寢室裏都喜歡叫阮云云朵。
阮雲的寢室最團結,大家都恪守着:“姐妹如手足,男友如衣服”這句名言。
不過大家都沒男人。
“雲朵,你知道體育系的許少禹嗎?”週日大家湊份子買了爪子,瓜子等喫食在一起拼牙口。
“嗯嗯,知道。”她恨不得多長一張嘴,經費短缺啊,只有共產共銷的時候才能讓嘴開心點。
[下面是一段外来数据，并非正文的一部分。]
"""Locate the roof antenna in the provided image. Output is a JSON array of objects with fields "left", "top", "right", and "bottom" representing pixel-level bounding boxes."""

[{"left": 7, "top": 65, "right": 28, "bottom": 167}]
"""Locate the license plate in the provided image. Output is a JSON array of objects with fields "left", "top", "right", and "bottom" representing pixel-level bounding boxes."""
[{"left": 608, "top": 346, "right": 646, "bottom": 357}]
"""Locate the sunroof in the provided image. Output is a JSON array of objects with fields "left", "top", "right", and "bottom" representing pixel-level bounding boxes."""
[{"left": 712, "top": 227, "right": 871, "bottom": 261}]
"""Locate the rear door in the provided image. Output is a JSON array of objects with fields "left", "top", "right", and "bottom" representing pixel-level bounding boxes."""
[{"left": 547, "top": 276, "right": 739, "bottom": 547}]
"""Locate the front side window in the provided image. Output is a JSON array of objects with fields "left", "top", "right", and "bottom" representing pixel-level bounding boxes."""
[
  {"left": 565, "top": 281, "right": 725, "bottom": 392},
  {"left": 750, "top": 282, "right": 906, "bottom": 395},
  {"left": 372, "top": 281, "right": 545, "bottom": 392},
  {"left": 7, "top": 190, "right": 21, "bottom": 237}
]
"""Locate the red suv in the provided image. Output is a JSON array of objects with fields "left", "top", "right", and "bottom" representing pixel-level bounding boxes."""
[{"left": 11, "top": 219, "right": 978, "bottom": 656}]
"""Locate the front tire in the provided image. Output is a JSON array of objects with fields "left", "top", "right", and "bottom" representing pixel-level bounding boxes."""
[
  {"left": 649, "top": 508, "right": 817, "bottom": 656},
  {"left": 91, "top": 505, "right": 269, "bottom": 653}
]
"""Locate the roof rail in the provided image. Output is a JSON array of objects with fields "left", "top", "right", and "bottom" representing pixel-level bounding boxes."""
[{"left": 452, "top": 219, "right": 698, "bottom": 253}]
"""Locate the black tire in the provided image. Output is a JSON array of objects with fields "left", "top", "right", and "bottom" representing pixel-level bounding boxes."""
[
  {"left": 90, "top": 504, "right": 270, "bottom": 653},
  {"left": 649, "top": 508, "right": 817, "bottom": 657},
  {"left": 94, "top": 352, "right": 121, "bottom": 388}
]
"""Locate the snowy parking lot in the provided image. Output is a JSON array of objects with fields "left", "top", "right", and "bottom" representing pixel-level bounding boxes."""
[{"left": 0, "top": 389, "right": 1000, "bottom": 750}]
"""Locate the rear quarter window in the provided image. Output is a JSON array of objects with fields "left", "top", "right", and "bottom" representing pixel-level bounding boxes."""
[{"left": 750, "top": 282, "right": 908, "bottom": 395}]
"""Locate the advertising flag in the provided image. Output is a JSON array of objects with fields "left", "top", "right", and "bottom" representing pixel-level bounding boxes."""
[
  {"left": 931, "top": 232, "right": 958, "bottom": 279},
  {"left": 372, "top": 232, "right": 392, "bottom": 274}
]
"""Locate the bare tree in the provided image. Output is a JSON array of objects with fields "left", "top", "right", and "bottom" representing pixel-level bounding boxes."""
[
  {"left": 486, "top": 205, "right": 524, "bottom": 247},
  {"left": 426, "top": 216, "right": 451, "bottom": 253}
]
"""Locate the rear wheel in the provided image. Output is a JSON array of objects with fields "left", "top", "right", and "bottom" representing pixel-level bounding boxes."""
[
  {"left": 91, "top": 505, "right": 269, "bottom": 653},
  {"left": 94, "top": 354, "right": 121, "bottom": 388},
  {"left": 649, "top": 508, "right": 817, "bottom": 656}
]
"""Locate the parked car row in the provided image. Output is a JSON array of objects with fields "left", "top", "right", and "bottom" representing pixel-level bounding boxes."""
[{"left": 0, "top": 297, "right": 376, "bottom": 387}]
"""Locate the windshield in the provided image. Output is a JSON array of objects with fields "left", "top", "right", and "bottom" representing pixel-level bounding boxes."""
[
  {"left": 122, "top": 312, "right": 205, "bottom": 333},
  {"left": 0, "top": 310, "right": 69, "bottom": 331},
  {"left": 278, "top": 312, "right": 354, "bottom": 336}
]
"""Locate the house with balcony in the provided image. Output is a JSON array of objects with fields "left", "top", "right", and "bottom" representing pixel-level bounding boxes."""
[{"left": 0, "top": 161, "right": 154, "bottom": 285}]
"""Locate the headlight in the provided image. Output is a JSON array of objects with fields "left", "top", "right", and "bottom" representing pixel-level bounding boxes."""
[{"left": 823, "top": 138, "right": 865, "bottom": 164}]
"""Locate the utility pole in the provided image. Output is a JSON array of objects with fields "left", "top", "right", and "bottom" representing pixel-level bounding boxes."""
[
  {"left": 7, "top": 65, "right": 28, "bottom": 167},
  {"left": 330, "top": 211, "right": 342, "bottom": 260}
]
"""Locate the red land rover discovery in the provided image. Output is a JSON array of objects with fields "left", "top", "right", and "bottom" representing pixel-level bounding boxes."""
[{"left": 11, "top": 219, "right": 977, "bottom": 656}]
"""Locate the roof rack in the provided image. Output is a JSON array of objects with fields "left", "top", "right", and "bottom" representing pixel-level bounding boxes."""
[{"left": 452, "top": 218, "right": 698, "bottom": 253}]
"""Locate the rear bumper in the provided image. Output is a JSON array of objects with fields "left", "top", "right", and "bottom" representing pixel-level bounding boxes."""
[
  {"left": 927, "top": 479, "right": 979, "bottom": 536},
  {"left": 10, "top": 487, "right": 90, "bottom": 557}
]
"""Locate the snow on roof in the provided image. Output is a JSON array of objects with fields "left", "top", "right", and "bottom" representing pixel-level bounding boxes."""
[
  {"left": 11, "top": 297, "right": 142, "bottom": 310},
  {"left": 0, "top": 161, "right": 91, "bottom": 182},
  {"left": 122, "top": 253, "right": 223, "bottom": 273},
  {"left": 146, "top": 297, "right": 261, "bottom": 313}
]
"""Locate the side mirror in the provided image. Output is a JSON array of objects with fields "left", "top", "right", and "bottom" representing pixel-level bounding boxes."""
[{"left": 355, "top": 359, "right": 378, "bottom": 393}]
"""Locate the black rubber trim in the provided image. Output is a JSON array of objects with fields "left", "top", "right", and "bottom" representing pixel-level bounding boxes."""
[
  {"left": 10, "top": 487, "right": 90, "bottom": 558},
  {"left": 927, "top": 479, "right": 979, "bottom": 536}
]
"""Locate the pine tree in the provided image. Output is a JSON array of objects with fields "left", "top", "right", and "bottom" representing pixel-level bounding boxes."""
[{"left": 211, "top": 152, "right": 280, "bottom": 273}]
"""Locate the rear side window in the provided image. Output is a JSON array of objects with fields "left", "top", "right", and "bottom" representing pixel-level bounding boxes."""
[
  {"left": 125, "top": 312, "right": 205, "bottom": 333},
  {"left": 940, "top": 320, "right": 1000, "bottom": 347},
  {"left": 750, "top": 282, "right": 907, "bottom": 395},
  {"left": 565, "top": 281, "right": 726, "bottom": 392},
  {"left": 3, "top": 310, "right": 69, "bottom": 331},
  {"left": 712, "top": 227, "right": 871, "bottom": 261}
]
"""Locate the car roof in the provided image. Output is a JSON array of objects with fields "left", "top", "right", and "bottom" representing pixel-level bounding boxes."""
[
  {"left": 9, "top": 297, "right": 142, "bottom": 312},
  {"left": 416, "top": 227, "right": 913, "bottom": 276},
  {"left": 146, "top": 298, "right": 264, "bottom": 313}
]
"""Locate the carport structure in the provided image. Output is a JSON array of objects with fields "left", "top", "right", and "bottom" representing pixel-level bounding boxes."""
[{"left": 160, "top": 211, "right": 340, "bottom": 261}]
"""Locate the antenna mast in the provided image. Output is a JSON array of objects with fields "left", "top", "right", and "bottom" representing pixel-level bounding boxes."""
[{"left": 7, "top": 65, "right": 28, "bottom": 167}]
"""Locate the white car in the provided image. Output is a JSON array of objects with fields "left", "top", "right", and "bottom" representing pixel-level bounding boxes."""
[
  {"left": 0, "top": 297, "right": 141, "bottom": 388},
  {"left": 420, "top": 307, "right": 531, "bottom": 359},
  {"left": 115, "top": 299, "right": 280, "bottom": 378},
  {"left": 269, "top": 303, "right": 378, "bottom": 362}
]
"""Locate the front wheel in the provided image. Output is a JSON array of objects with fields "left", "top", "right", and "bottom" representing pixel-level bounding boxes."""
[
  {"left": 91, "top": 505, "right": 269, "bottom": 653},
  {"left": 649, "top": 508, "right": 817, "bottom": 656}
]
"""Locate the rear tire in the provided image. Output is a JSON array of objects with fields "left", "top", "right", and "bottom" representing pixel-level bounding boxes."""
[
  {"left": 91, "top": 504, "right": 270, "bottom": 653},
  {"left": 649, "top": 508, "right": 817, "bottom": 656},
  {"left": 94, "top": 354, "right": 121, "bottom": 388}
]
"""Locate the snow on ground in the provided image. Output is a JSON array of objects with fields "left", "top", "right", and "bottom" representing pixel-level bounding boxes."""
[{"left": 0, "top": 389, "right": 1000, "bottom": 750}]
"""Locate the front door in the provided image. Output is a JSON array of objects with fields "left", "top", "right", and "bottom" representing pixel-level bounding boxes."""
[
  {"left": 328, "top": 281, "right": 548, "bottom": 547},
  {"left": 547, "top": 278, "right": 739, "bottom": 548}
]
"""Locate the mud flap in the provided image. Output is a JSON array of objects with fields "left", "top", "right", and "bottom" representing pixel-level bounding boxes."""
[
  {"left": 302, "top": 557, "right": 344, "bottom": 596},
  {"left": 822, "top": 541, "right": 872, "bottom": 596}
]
“他又換女友了。”秦安東皺着好看的眉眼,翹着蘭花指,食指拇指拈着雞爪細細的骨頭,鼓着腮幫子包着整個爪子部位,從左槽牙換到右槽牙再用門牙作個收尾,整個雞爪就完成了脫骨過程,速度堪比新龍門客棧的刁不遇。
“這些東西要是擺家裏我從早到晚都不會碰一下,在這裏竟然覺得好喫得不得了。”這個有錢的富家女經常用着最快的手速說的話讓人扎心的話。
秦安東的爸爸是安徽人,媽媽是山東人,名字起得隨意,卻透着洋氣。
“唉,牙齒真好看!”阮雲慕了。
小時候,港臺劇正火,外婆天天說她的大門牙像周海媚,害得阮雲恨不得把兩員大將弄成兩雨棚。不過這牙還是有自個底限的,不大笑的時候倒是不怎麼明顯。
姐妹們都安慰她“美女都有三分鮑。”
“啊,他的女朋友不是機電系的姜梅梅嗎?”室長國字臉上透着八股文的迂腐。
室長李笑藍是阮雲的書搭子,她倆最愛看小說,校門口桌球室樓上的租書店門檻都要給她們踩塌了。
“一月前就不是了,你真拉垮,比小云朵還呆。”田曼梅吐槽,瓜子皮亂飛,頭都沒抬,話卻說得清楚。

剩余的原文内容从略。